Abstract

Abstract In response to the academic debate about the “individualization” of the patterns of love and marriage in contemporary China, this article takes the spousal selection and marriage and love practices of peasants in northern Zhejiang since China’s reform and opening up as the basis of field study, and explores the roles and functions of love and gender relations and their relationship to ethical factors in the overall process of “spousal selection→marriage→family→giving birth.” We also find that although the “love” factor has become more and more important in the marriage practice of recent generations (especially among rural women) and has even become an indispensable key to starting marital family life, it has not fully established its own independent space and value.
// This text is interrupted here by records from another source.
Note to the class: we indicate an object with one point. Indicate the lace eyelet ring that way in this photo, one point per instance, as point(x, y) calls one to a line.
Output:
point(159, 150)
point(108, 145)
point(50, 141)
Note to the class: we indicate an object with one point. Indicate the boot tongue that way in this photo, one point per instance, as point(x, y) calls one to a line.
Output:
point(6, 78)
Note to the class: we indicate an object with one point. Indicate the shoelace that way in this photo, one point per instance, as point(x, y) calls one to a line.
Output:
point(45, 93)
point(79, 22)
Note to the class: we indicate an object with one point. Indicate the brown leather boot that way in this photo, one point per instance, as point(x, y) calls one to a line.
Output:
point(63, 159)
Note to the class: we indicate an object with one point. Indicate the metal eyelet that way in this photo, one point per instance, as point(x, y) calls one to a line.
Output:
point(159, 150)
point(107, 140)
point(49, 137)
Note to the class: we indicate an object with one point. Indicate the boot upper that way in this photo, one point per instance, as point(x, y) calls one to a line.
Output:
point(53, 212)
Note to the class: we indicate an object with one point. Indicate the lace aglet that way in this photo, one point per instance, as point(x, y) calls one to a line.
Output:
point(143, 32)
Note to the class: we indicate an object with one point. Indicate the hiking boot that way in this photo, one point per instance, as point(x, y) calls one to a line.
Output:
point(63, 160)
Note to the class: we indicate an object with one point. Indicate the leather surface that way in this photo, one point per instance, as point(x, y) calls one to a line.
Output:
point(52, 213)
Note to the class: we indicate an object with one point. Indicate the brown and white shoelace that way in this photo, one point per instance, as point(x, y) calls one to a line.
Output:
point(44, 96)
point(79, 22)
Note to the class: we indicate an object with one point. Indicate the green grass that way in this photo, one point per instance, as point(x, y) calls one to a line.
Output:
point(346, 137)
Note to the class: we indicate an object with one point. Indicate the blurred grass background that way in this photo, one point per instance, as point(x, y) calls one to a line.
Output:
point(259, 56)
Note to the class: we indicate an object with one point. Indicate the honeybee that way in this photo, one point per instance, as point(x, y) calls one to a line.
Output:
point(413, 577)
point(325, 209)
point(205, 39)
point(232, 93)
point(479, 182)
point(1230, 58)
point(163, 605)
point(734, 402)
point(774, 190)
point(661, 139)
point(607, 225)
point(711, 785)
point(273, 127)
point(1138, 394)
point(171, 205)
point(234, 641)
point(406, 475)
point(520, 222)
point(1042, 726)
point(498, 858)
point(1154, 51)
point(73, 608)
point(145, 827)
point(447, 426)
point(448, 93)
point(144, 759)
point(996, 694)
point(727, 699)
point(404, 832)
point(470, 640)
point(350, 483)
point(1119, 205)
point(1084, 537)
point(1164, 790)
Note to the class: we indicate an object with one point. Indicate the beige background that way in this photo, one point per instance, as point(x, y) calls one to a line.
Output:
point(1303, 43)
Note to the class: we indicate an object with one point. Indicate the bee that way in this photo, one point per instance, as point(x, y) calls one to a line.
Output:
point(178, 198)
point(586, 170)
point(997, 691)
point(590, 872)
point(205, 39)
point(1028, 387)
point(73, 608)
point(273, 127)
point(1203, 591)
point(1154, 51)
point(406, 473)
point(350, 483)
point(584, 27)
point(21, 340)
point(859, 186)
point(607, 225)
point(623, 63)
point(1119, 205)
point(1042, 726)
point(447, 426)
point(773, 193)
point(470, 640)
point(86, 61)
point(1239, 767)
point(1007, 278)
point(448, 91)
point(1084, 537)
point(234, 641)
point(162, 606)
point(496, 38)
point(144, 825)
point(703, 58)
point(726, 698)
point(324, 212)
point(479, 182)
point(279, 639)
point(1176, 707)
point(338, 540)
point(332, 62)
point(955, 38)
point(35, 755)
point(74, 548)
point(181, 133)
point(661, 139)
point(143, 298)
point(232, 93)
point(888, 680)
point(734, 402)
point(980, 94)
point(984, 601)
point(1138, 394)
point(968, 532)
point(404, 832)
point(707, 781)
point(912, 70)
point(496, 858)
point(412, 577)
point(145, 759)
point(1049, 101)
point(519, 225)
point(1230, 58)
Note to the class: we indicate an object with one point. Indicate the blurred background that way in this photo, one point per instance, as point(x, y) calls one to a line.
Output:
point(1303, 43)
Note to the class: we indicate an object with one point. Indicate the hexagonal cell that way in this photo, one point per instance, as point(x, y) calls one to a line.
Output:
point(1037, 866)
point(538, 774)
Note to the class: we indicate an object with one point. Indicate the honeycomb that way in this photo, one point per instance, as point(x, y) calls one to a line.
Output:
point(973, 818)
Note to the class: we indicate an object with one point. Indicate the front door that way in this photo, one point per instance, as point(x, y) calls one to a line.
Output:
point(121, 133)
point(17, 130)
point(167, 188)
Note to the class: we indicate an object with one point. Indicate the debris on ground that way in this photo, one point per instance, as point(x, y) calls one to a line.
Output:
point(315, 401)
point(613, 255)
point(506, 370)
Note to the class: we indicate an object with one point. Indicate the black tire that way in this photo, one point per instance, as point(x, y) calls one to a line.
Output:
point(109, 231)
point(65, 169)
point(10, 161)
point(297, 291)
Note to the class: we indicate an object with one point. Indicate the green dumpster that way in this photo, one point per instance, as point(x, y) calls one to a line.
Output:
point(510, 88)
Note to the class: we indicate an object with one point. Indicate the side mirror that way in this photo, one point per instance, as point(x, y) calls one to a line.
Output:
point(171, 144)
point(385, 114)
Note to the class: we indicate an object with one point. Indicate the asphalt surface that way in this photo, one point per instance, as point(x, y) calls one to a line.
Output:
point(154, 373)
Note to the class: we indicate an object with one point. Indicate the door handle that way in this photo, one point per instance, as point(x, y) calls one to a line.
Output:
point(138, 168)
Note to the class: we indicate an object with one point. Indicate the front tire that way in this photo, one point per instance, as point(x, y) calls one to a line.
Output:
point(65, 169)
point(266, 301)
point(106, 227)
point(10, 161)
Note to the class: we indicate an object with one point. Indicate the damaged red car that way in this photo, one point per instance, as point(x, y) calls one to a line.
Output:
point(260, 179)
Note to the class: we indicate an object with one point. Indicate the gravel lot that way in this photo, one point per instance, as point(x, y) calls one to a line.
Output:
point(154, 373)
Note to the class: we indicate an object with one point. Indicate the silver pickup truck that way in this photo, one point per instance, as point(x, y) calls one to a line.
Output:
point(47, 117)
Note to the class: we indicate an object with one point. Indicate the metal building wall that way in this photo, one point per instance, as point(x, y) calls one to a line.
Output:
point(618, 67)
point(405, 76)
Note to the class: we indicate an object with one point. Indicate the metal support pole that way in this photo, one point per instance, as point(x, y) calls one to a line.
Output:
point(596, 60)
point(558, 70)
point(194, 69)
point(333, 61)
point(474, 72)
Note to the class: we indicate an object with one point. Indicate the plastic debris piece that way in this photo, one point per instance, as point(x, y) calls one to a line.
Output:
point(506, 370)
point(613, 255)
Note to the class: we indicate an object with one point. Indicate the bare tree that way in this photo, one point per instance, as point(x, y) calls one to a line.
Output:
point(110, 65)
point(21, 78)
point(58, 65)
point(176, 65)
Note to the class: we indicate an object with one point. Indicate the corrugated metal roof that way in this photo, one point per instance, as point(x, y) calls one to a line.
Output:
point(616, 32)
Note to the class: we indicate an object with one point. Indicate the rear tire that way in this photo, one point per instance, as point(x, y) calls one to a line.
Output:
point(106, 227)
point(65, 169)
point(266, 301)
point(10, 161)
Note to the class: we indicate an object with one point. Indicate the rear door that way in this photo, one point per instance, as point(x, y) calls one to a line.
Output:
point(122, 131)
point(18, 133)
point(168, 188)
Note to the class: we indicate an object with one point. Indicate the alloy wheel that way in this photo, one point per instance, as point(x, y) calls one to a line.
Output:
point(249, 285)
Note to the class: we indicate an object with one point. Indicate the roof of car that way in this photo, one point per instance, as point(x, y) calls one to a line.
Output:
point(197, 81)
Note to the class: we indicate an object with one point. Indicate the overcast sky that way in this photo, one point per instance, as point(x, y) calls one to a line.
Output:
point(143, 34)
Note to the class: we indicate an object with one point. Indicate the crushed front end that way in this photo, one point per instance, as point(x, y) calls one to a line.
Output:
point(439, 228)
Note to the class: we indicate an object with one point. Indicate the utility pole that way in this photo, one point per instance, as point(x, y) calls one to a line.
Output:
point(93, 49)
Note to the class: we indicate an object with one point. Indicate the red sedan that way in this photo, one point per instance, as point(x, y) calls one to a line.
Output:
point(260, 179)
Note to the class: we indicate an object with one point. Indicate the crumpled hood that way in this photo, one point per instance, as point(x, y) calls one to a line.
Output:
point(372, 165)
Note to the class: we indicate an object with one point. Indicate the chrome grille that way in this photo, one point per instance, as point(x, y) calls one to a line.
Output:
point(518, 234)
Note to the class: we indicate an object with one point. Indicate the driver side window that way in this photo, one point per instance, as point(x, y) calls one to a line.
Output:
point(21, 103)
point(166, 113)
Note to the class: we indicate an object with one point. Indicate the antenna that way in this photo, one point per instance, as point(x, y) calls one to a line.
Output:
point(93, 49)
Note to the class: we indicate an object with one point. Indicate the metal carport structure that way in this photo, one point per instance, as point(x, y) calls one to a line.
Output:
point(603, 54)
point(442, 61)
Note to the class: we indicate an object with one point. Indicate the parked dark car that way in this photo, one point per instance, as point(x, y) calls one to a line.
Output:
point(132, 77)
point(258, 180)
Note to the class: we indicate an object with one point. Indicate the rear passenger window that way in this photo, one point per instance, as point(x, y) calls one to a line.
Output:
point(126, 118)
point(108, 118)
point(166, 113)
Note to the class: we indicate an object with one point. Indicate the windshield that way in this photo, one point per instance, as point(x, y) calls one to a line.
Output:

It has in fact been boosted, guided, and controlled by, and incorporated into, the traditional marriage and family pattern. This traditional pattern, with its own unique resilience, has integrated love into the family life cycle, gradually pulling it into the orbit of traditional marriage and family, and successfully carrying on the “sacred undertaking” of the ancestors. This overall characteristic is more pronounced in developed eastern coastal villages (among young women) than in less developed central and western rural areas (among young women). In terms of theory and methodology, the “individualization” of love and marriage among contemporary Chinese peasants needs to be put back into the framework of “familism” for in-depth reflection, rather than simply being understood from the standpoint of “individualization” and from the binary opposition between “individualism” and “familism.”